The 23rd IPPA Congress
The 23rd IPPA Congress
S41
Hydraulic Power and Female Authority: Decoding the Zubaida Canal as a Monument of Abbasid Female Agency
Razikha Fyzal
Indian Institute of Technology Gandhinagar, India; razikhafyzal@gmail.com
Water management has long stood as a measure of civilisation and statecraft in the Arab world, tracing lineage from ancient hydraulic systems to the monumental public works; situated within this tradition is the 8-9th century Zubaida Canal, which transformed the pilgrimage route to Mecca. The existing literature on the Zubiada Canal views the canal itself as a purely technical or logistical feat, significant for its engineering prowess and its role in facilitating the pilgrimage to Mecca. However, the canal is much more than an engineering marvel, i.e., the role and vision of Queen Zubaida herself. She has often viewed through the lens of relational identities as the wife of Caliph Harun al-Rashid rather than as a significant administrator in her own right. This paper addresses this gap by situating the canal as a social and political intervention shaped by elite female authority within the Abbasid world.

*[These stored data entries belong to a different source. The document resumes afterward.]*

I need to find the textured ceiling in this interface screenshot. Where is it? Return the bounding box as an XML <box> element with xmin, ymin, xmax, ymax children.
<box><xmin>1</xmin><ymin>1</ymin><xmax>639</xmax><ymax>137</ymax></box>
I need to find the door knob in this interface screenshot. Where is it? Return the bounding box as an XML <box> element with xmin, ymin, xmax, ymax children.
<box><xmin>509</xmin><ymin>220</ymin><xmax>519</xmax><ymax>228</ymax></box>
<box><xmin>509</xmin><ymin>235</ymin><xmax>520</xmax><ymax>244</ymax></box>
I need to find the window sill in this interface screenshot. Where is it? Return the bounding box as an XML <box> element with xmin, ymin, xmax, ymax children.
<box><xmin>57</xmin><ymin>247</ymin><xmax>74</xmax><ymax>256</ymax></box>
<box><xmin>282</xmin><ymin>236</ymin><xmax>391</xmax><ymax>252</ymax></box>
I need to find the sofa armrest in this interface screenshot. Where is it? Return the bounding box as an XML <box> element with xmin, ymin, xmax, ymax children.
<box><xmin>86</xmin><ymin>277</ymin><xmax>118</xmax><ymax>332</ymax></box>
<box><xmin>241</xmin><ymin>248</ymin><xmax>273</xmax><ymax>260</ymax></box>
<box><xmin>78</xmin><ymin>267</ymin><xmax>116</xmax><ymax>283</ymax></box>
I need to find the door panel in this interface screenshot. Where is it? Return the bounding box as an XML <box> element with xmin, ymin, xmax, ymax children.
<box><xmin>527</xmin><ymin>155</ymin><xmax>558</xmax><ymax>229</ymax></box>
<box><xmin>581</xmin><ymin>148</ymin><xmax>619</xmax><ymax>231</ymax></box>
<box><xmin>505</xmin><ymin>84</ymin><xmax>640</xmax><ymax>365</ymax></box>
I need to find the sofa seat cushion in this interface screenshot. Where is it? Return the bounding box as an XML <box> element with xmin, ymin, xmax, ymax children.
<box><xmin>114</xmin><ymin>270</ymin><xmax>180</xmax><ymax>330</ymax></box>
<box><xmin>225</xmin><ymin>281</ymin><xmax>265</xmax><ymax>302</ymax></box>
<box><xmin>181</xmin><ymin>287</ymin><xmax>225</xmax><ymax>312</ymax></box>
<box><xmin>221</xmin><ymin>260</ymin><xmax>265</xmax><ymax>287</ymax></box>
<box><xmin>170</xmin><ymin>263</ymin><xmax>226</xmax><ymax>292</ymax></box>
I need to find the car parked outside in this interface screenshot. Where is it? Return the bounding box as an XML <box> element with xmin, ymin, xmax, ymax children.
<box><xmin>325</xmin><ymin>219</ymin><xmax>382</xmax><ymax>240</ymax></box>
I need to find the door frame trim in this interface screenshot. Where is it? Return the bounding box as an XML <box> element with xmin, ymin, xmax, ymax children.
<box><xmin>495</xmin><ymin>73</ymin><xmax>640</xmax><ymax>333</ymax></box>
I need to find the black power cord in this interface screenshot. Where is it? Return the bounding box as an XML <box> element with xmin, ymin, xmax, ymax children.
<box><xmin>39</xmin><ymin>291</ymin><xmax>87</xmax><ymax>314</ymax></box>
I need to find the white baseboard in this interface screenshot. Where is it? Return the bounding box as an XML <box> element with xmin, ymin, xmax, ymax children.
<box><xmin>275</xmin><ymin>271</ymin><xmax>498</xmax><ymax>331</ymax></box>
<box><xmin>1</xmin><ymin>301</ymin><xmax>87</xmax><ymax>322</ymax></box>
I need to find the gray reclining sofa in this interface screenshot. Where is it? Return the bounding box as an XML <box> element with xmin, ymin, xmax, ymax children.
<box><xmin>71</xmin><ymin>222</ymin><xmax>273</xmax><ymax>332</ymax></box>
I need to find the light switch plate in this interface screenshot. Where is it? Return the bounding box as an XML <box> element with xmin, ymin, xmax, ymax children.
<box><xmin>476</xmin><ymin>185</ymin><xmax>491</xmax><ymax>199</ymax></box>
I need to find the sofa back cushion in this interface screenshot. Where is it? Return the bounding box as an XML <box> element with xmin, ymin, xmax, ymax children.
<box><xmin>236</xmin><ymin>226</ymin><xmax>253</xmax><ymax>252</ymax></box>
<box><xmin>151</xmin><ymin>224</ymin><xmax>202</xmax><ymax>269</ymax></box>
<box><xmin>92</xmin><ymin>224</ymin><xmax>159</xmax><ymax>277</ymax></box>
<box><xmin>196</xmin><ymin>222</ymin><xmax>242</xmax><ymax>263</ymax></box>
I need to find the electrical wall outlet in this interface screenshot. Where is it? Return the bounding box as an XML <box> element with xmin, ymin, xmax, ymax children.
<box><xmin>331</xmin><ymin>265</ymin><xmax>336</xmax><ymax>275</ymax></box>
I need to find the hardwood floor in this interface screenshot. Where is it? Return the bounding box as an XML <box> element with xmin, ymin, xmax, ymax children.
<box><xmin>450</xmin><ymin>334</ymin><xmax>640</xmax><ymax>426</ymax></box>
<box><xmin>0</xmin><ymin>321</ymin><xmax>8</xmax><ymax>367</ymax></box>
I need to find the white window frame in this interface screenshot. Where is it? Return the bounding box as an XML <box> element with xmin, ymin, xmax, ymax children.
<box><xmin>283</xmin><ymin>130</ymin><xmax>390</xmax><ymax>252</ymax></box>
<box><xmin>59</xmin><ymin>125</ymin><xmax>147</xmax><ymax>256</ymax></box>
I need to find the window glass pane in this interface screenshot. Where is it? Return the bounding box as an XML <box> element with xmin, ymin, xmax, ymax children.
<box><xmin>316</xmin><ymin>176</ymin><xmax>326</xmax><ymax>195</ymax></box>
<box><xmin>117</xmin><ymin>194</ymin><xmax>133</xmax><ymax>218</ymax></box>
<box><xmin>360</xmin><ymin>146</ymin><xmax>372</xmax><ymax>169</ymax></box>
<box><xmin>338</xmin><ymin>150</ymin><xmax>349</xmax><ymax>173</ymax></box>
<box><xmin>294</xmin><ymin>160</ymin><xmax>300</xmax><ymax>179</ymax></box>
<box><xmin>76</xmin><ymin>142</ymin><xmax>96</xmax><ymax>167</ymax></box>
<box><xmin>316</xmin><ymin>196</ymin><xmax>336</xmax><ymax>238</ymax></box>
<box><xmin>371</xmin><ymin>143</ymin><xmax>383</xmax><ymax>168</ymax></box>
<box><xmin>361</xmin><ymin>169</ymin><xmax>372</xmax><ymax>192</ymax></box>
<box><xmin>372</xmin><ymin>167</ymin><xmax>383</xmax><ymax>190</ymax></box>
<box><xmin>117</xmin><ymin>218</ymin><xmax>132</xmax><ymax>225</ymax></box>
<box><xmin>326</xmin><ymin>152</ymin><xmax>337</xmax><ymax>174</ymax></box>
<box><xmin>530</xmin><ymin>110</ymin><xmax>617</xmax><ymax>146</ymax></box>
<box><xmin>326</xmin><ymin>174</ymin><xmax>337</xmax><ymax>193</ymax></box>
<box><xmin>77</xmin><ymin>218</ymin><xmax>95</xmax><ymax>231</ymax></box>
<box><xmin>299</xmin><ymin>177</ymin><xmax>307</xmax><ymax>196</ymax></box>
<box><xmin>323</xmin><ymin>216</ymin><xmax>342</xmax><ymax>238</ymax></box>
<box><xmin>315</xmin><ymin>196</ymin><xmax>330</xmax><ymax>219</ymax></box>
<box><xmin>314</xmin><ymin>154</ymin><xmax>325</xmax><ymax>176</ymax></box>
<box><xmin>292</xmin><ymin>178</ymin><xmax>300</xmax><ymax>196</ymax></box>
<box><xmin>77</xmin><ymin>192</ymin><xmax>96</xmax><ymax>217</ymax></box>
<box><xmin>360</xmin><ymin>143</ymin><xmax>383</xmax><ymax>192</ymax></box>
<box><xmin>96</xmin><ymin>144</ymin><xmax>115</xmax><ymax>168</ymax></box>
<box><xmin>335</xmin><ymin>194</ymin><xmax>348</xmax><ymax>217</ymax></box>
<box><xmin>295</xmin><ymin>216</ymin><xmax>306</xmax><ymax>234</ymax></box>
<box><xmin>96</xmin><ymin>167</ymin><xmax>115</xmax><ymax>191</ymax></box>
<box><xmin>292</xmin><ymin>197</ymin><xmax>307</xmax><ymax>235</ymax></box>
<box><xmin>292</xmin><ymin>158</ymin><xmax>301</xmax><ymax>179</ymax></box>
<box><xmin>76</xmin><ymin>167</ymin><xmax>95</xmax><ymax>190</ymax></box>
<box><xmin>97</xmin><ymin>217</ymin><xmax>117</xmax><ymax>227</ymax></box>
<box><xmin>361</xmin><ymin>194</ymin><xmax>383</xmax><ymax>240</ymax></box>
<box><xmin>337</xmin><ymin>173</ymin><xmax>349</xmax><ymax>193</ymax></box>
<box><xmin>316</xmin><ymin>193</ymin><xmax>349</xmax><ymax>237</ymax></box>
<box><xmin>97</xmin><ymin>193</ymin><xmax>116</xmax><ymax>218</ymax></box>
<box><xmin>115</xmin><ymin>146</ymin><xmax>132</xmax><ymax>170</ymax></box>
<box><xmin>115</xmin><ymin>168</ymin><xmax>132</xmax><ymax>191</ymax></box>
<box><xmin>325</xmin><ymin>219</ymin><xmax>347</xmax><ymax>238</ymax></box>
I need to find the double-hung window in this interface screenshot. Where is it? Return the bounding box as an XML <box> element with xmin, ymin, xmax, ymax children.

Integrating historical chronicles, travelogues, and fieldwork around the canal’s remains, this research bridges text-based and lived experiences. Emphasis is placed on the canal’s administration, financing, and maintenance, as well as the local discourse’s remembrance of Zubaida today. The canal's physical configuration, material durability, and intentional location demonstrate long-term administrative planning beyond symbolic patronage. Ultimately, the paper contends that Queen Zubaida’s involvement represents political power exercised through infrastructure, challenging assumptions about women’s absence from governance in medieval Islamic history.